Les principaux responsables sont les tuyauteries internes des maisons et des immeubles ainsi que les branchements publics. Les grandes agglomérations en comptent encore beaucoup. Il faudrait remplacer toutes les conduites en plomb, privées et publiques. Mais cela coûtera cher à la France : 120 milliards de francs ! L'autre solution, pour limiter les teneurs au plomb au robinet, c'est de traiter l'eau en usine. Applicable dans l'immédiat, cette technique coûte peu cher : quelques centimes par mètre cube. Les spécialistes assurent qu'elle permettrait dans tous les cas de passer en dessous de la limite de 25 microgrammes/litre au robinet.
- Le calcaire
Sa présence dans l'eau n'est pas très appréciée, pourtant il ne fait pas l'objet de normes. Sa mesure se fait en "degrés français". Un degré correspond à 4 mg de calcium ou 2,4 mg de magnésium par litre. On distingue :
- les "eaux douces" (moins de 15 degrés français),
- les eaux "dures" (de 15 à 35 degrés)
- les eaux très dures (plus de 35 degrés).Pour éviter le calcaire dans les appareils ménagers et les installations de chauffage de l'eau, ne chauffez pas trop l'eau. Le calcaire se pose en effet plus souvent lorsque la température est élevée. Pour éviter l'entartrage, ne réglez pas le thermostat du chauffage de l'eau au-delà de 60°C. Lorsque l'eau utilisée est très dure, il existe des procédés de décarbonatation pour limiter cette dureté. Mais le critère de coût empêche, une nouvelle fois, le développement de cette technique.
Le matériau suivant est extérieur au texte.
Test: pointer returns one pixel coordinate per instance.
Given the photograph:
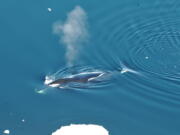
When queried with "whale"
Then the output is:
(83, 77)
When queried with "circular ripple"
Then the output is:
(146, 36)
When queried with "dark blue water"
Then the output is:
(144, 35)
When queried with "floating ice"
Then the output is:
(81, 129)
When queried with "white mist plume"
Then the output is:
(73, 32)
(81, 129)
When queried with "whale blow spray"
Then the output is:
(72, 33)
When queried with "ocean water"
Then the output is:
(136, 42)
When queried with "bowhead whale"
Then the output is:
(83, 77)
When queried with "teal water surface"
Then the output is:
(144, 35)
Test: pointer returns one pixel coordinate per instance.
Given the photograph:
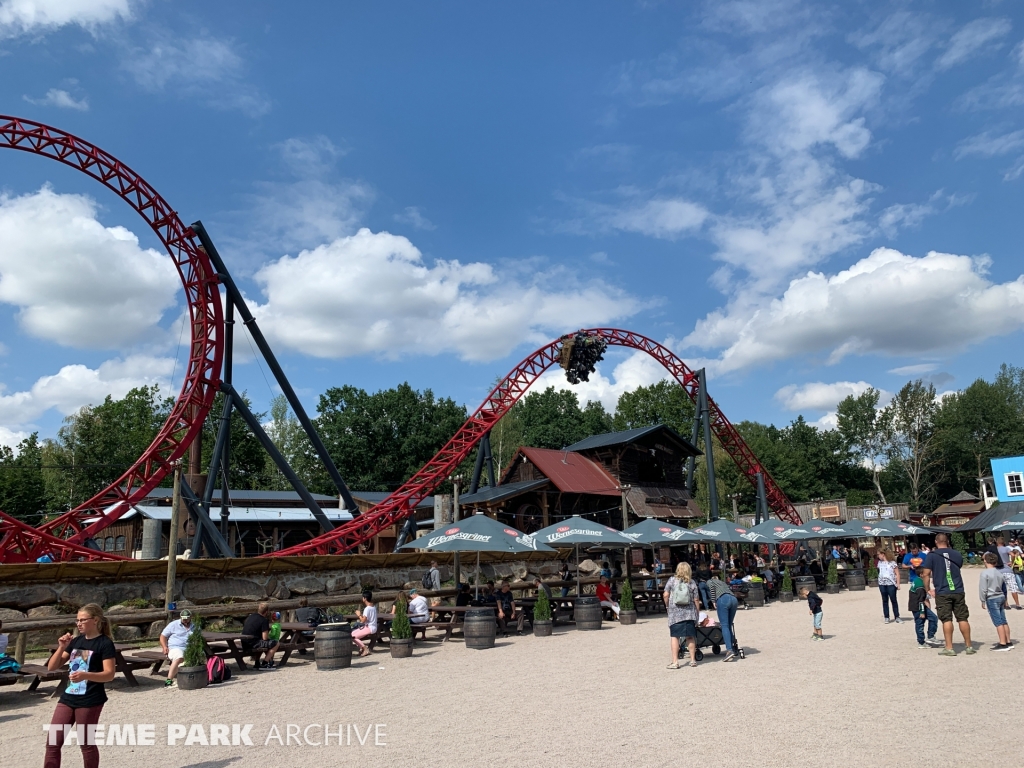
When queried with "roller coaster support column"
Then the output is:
(235, 297)
(705, 411)
(283, 465)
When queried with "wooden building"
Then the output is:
(640, 472)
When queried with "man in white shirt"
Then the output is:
(418, 609)
(173, 640)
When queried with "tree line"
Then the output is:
(918, 449)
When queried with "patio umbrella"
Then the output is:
(654, 531)
(1011, 523)
(728, 532)
(477, 534)
(577, 530)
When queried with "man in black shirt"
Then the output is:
(257, 627)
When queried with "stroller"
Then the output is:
(712, 637)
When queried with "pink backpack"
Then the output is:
(217, 670)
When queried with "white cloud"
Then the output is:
(818, 395)
(914, 370)
(373, 294)
(200, 67)
(59, 98)
(976, 37)
(989, 144)
(35, 16)
(415, 218)
(638, 370)
(887, 303)
(76, 282)
(77, 385)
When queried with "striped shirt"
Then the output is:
(718, 588)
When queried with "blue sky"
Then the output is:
(806, 199)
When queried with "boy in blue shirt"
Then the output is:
(919, 609)
(814, 603)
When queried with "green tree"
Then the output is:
(860, 431)
(379, 440)
(23, 492)
(664, 402)
(907, 424)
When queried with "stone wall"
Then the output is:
(52, 599)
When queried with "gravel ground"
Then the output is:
(600, 698)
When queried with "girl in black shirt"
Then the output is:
(92, 664)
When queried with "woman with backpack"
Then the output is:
(682, 600)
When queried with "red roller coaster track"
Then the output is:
(62, 538)
(401, 503)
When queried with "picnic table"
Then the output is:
(231, 642)
(125, 665)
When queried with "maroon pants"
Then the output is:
(65, 715)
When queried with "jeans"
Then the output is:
(919, 625)
(889, 594)
(726, 607)
(65, 715)
(997, 610)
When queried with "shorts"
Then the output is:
(1010, 579)
(951, 604)
(683, 630)
(997, 610)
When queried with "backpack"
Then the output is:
(681, 593)
(216, 668)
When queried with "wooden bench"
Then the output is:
(154, 658)
(37, 674)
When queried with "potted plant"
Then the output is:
(542, 614)
(193, 673)
(785, 595)
(401, 632)
(627, 608)
(832, 581)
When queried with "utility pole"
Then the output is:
(172, 542)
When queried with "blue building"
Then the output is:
(1008, 477)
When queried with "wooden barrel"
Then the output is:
(855, 581)
(479, 628)
(333, 646)
(800, 582)
(588, 613)
(756, 596)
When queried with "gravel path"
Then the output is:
(865, 696)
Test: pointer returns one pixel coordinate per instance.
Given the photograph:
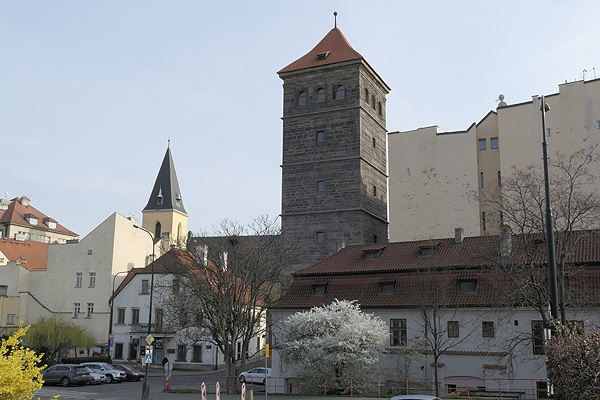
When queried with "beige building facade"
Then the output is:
(78, 281)
(437, 178)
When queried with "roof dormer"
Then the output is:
(32, 219)
(50, 223)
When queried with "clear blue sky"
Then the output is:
(90, 91)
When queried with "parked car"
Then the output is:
(255, 375)
(66, 374)
(112, 374)
(96, 378)
(132, 374)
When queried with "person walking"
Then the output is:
(168, 367)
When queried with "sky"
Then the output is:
(92, 91)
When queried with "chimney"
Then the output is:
(459, 236)
(505, 241)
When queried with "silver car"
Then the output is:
(96, 378)
(111, 373)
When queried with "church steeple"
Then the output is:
(165, 215)
(166, 194)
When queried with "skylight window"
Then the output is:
(319, 289)
(426, 251)
(467, 286)
(372, 254)
(387, 287)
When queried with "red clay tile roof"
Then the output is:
(32, 256)
(348, 275)
(337, 47)
(16, 212)
(472, 252)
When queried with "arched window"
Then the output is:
(302, 99)
(321, 95)
(157, 230)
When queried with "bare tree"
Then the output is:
(230, 280)
(520, 204)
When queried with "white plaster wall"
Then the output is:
(522, 364)
(115, 246)
(432, 180)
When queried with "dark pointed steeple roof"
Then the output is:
(166, 194)
(333, 48)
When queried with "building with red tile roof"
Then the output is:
(20, 220)
(18, 260)
(469, 288)
(186, 345)
(334, 173)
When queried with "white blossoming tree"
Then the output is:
(333, 341)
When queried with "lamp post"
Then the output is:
(111, 303)
(146, 385)
(550, 248)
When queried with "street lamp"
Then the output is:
(146, 385)
(549, 223)
(111, 303)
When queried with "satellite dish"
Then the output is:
(501, 101)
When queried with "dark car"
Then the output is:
(132, 374)
(66, 374)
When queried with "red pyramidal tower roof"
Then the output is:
(333, 48)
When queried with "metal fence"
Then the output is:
(378, 387)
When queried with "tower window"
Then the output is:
(320, 237)
(340, 93)
(320, 137)
(321, 95)
(482, 144)
(494, 144)
(323, 56)
(302, 99)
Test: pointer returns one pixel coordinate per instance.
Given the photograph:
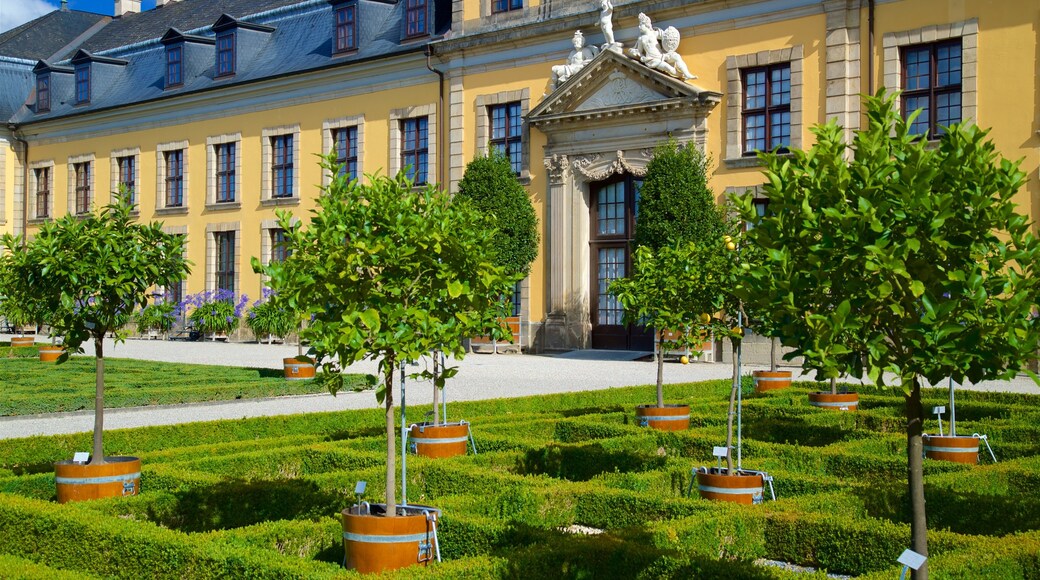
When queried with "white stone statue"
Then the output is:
(580, 56)
(648, 49)
(606, 26)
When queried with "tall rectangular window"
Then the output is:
(505, 5)
(767, 108)
(225, 173)
(414, 148)
(415, 17)
(346, 27)
(281, 166)
(505, 132)
(932, 83)
(225, 260)
(82, 186)
(127, 170)
(43, 192)
(175, 178)
(82, 83)
(226, 54)
(279, 245)
(345, 143)
(175, 57)
(43, 93)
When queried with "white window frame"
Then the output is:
(211, 142)
(266, 187)
(331, 125)
(966, 30)
(396, 115)
(160, 176)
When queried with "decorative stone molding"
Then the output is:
(966, 30)
(484, 126)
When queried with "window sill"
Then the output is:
(224, 206)
(179, 210)
(277, 202)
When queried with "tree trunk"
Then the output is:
(660, 368)
(915, 476)
(732, 409)
(389, 365)
(437, 411)
(98, 456)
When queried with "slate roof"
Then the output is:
(17, 80)
(302, 41)
(43, 37)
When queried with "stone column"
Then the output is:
(560, 255)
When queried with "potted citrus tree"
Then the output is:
(415, 274)
(91, 272)
(932, 271)
(490, 187)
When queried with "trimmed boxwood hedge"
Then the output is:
(261, 497)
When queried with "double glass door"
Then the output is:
(615, 204)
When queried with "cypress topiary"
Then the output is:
(490, 184)
(675, 203)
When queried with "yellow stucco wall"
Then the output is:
(373, 157)
(1007, 101)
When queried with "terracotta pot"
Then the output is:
(296, 369)
(958, 449)
(771, 380)
(117, 477)
(841, 401)
(374, 543)
(439, 441)
(50, 353)
(668, 418)
(716, 484)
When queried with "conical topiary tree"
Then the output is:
(676, 205)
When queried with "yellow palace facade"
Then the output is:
(213, 112)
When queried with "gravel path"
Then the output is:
(481, 376)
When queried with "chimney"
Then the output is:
(127, 6)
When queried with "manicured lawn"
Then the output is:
(260, 498)
(31, 387)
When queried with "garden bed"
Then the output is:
(260, 497)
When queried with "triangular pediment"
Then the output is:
(615, 84)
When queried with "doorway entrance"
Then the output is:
(615, 204)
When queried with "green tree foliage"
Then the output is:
(389, 272)
(677, 288)
(907, 258)
(91, 273)
(675, 202)
(490, 185)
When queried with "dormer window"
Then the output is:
(505, 5)
(175, 69)
(415, 18)
(226, 53)
(43, 93)
(346, 26)
(83, 83)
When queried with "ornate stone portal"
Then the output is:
(604, 123)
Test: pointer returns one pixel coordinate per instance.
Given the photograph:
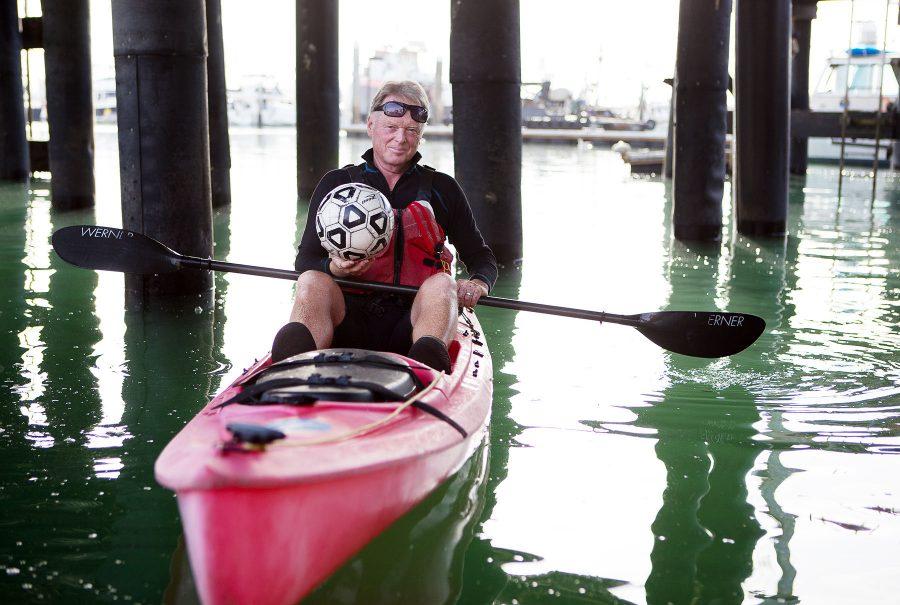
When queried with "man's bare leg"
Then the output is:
(318, 308)
(433, 317)
(319, 305)
(434, 309)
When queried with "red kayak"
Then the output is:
(297, 465)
La dureté de l'eau dépend de la nature géologique des sols qu'elle a traversés. Un sol crayeux ou calcaire donnera une "eau dure" alors qu'un sol granitique ou sablonneux donnera une eau douce. Les désagréments d'une eau trop dure engendrent un entartrage des tuyauteries et donnent une eau désagréable pour la peau. En revanche, une eau trop douce a un effet corrosif sur les canalisations et peut amener une présence excessive des métaux provenant des canalisations dans l'eau, tel le plomb.